ACT is supporting Jennifer in Petitioning the Courts, against the Adoption Agencies in India and in the US as well as the Authorities. ACT with their expert Attorneys in India and US, in working out modalities seeking legal intervention and assistance finding ways to send Jennifer back to the US, reunite with her children and claim compensation and damages.

ACT welcomes donations to support their important work on Jennifer’s case (Click here.)

I’ve written a little about the deportation cases before.

See I’ve got your *REAL* fake birth certificate right here, wingnut! for example, in which I marked the rise in numbers of deportations under the Bush administration.

Wingnuts push for adoption constantly, yet do nothing in the face of Bastard deportations.

Apparently their take on “family values” includes deporting Bastards.

Pound Pup Legacy has been tracking cases like Jennifers’ for some time now, see both the PPL overview on adoptee deportations and the case studies archive of both deportations and cases in process.

Also be sure to see the tragic archive of articles on the case of Joao Herbert.

After being deported back to Brazil,

In May of 2004, Herbert was shot and killed in the industrial city of Campinas, 60 miles northwest of Sao Paolo.

5 Responses to “Welcome to India President Obama. NOW, can we finally talk adoptee deportations?”

  1. Tweets that mention Baby Love Child » Welcome to India President Obama. NOW, can we finally talk adoptee deportations? -- Topsy.com Says:

    […] This post was mentioned on Twitter by Marley Greiner, Baby _Love_Child.
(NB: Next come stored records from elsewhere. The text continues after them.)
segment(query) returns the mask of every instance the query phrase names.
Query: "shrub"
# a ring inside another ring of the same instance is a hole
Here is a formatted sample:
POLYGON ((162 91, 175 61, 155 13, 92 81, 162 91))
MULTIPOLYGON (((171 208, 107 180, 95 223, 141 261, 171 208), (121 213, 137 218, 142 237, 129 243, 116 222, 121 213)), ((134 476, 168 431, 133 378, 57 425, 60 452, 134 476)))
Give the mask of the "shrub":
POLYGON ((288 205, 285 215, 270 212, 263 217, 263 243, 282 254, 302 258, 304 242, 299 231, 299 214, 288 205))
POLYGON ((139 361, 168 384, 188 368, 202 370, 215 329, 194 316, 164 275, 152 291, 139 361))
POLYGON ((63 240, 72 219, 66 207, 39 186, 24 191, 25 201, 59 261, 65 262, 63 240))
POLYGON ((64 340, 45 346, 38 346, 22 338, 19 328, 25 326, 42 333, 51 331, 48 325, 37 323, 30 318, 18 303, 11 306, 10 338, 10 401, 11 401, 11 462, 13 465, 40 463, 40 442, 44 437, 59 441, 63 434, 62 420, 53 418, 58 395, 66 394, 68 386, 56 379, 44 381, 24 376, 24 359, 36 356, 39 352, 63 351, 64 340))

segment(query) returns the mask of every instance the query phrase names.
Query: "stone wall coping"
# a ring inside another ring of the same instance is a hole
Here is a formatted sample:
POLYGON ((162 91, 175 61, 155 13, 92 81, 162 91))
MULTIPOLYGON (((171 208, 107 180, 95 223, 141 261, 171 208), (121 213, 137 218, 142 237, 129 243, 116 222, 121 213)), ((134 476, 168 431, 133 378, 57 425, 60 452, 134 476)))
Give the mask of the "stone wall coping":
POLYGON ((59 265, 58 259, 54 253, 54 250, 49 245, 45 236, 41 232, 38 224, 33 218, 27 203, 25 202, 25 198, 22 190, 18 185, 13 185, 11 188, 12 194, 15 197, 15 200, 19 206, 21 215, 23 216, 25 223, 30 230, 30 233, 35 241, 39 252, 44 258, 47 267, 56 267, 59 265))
Baby _Love_Child said: New BLC- Welcome to #India Pres. #Obama NOW can we finally talk #adoptee #deportations? http://goo.gl/Jkuit #NAdoptAM #nationaladoptionmonth […]

  2. Arun Says:

    This is again a brilliant piece and very much factually correct.
    However there is a small but important glitch.
    Jennifer´s US placement agency has not been WHFC.
    There is another repatriation case, involving WHFC.
    But Jennifer´s placement agency is AIAA-Americans for International Aid and Adoption.

    Rgds

    Arun

  3. Baby Love Child Says:

    Again, thank you Arun, and more importantly, thank you for offering that clarification.

    I will be certain to mention it to the folks at PPL.

    (I still need to respond to you on the earlier post as well, it’s been on my mind, but I’ve not done a very good job of getting back to it yet.)

    Best,

    -Sabina

  4. Baby Love Child Says:

    Pound Pup Legacy has updated the profile with the corrected information.

    I’m going to leave the sentence crossed through, so in the future it’s clear to readers what these comments were about.

    Glad to see the blame land where it belongs in this case.

  5. Gaye Tannenbaum Says:

    http://poundpuplegacy.org/node/42958

    While not a deportation case, this woman, born somewhere in India, was kidnapped and trafficked as a child. She remembers being taken from her home in the middle of the night and believes that her kidnapping was for revenge against her family. Her story also appeared on TIMES NOW and nothing has been done. She doesn’t even know how old she is – somewhere in her early 40s, not the 34 years old as stated in the article.